Alena esquissa un léger sourire du coin des lèvres. Encore. Ce mot était devenu la toile de fond constante de sa vie. Encore.
Quelques heures plus tard, Tamara Viktorovna finit par se préparer à partir.
« Bon, Igorek, j’y vais. Assure-toi de manger, et ne froisse pas tes chemises. »
« D’accord, maman », acquiesça-t-il.
« Et toi, Alenouchka, ne sois pas vexée. Je dis tout pour ton bien », ajouta sa belle-mère avec une fausse gentillesse.
La porte se referma et le silence s’installa dans l’appartement.
« Alors, pourquoi tu es fâchée ? » demanda Igor en s’approchant.
« De quoi devrais-je me réjouir, au juste ? » répliqua sèchement Alena. « Ta mère est venue, elle m’a de nouveau grondée, a encore tout décidé. »

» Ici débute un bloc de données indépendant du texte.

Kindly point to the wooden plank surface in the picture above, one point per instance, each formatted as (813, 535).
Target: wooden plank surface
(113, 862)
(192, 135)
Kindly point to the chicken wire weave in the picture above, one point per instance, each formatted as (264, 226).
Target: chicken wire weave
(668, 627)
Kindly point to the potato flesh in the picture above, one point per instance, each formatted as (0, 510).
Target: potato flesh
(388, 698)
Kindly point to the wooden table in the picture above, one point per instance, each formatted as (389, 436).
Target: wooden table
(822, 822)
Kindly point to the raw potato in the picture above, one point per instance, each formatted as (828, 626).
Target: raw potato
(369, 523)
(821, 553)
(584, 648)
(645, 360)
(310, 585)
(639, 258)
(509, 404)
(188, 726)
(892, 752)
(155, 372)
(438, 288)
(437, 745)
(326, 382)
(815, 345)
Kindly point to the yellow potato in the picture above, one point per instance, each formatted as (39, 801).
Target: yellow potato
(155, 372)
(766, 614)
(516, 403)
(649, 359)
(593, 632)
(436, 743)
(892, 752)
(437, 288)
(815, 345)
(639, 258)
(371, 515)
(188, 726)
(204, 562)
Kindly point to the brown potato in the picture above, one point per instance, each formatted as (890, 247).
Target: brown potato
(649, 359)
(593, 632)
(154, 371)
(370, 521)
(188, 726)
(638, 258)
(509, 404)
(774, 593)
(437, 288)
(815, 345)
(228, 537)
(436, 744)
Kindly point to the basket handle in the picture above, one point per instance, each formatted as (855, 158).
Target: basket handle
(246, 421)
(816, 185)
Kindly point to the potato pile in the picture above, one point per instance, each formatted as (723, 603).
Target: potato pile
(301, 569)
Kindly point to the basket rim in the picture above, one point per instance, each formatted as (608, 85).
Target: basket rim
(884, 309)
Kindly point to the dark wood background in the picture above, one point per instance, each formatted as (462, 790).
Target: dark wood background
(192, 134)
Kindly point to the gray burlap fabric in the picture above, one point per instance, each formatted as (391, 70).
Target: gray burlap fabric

« Allez, elle s’inquiète juste. »
« Inquiète ? Pour qui ? Pour elle-même, Igor. Pas pour nous. Elle se fiche de ce que je ressens. Elle veut tout à sa façon. »
Il se tut. Comme toujours. Et Alena le regarda en pensant — je me noie dans ce marécage. Lentement, mais sûrement.
Une semaine passa après cette soirée où Tamara Viktorovna était encore une fois entrée sans frapper. Alena essayait de ne pas y penser. Elle travaillait, rentrait chez elle, cuisinait quelque chose de simple, mettait des séries en fond sonore — tout pour ne pas penser. Igor restait de plus en plus « chez sa mère », disant qu’il devait aider à cause d’un robinet qui fuyait ou d’une ampoule grillée. Des mensonges, bien sûr. Il ne voulait tout simplement pas entendre de disputes.
Voilà, pensa Alena. C’est plus calme sans lui de toute façon.
Puis, au milieu d’une journée de travail ordinaire, elle reçut un appel d’un numéro inconnu. La voix au bout du fil était polie, masculine, assurée.
« Alena Igorevna ? Ici l’office notarial. Vous devez venir discuter d’une affaire d’héritage. »
« Quel héritage ? » demanda-t-elle, confuse.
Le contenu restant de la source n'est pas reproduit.